His parents divorced when he was around nine. But if anything, that made his perspective on the world even broader. His father remarried to a tall blonde woman from the Pacific Northwest and he took Barrera along as his career carried him around the world.

"I’ve been a minority in Africa, because I was white. Or because I was Christian living in Indonesia, in a Muslim country. I've been called everything under the sun," he said. "I’ve been called a spic, a wetback, a beaner. I've been called a white monkey in Indonesia, all sorts of racial slurs. But I just don't dwell on it. To me, it's all just ignorance."

Barrera, who runs a Portland trading company, could have settled anywhere as an adult. He’s one of four brothers, and they all live on different continents.
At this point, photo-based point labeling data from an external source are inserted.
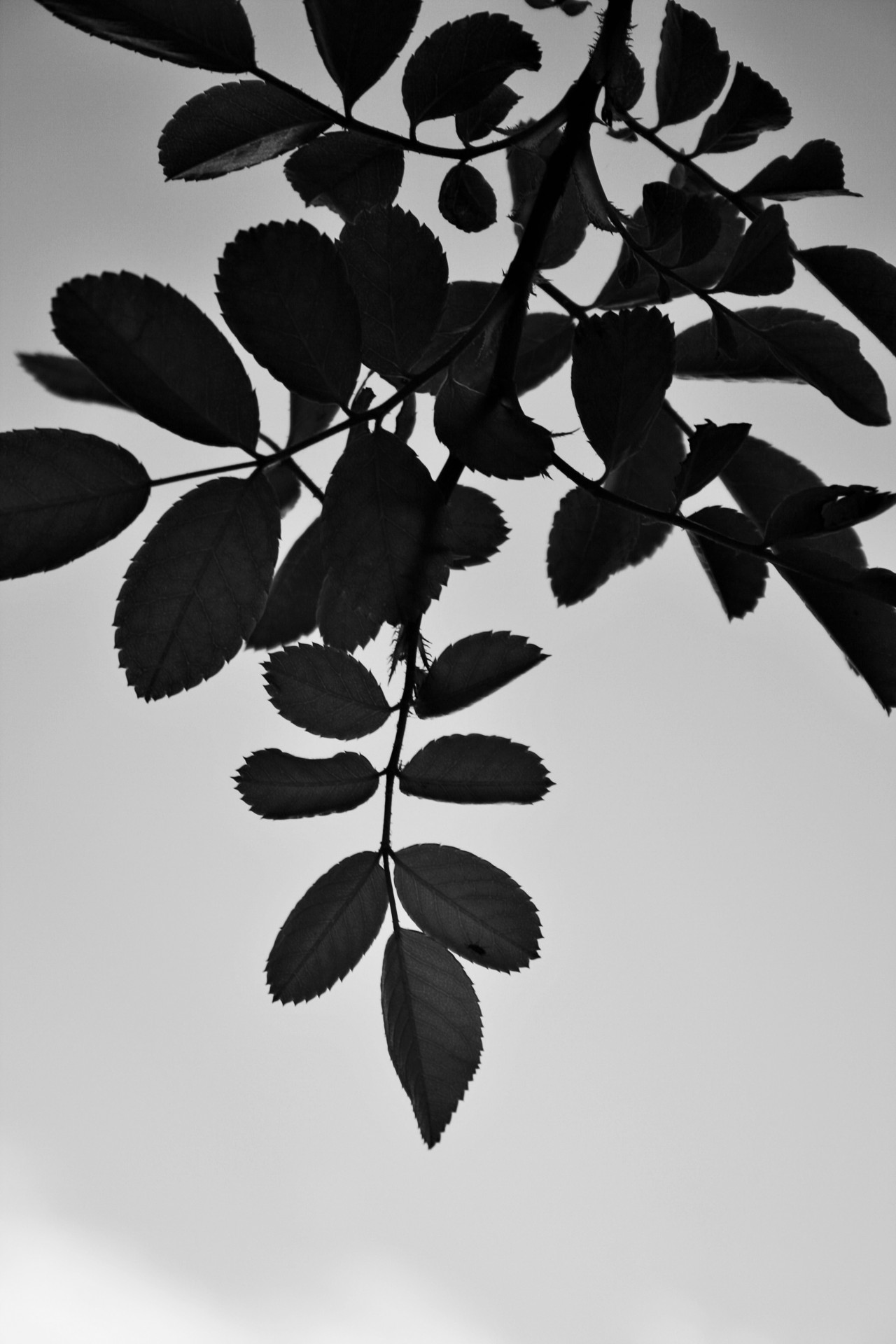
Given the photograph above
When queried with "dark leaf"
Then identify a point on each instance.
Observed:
(692, 70)
(472, 768)
(62, 495)
(463, 62)
(235, 125)
(210, 34)
(751, 106)
(284, 292)
(326, 691)
(469, 905)
(330, 929)
(198, 587)
(399, 274)
(433, 1027)
(473, 668)
(282, 787)
(160, 355)
(359, 39)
"For all our faults in the U.S., I still think that we're more open about race in the states than a lot of countries care to admit," he said. "For example, if you were to go to Spain or Germany, they're getting a lot of immigrants now or over the last 20-30 years, but you will never look at a Moroccan or a West African in Spain, even though they have may have been there for generations and say, 'Well he's Spanish.'

"You look at the parliament in a lot of European nations, they're not very mixed. Look at our Congress, at least you're going to have Asians, Hispanics, African Americans, you’re going to have a better cross section representation. It might not be perfect, but it's better than a lot of other countries."

His travels have given Barrera a point of view that he admits is, in this age, weirdly optimistic when it comes to race.

"We have so much in this country, honestly. We're so wealthy, we're so rich. I just laugh," he said. "Until you've been to West Africa and seen how so much of the world’s population lives, or parts of Asia, or South America, you have no idea. Everything pales by comparison. We're fat, dumb and happy, we just don't realize it most of the time."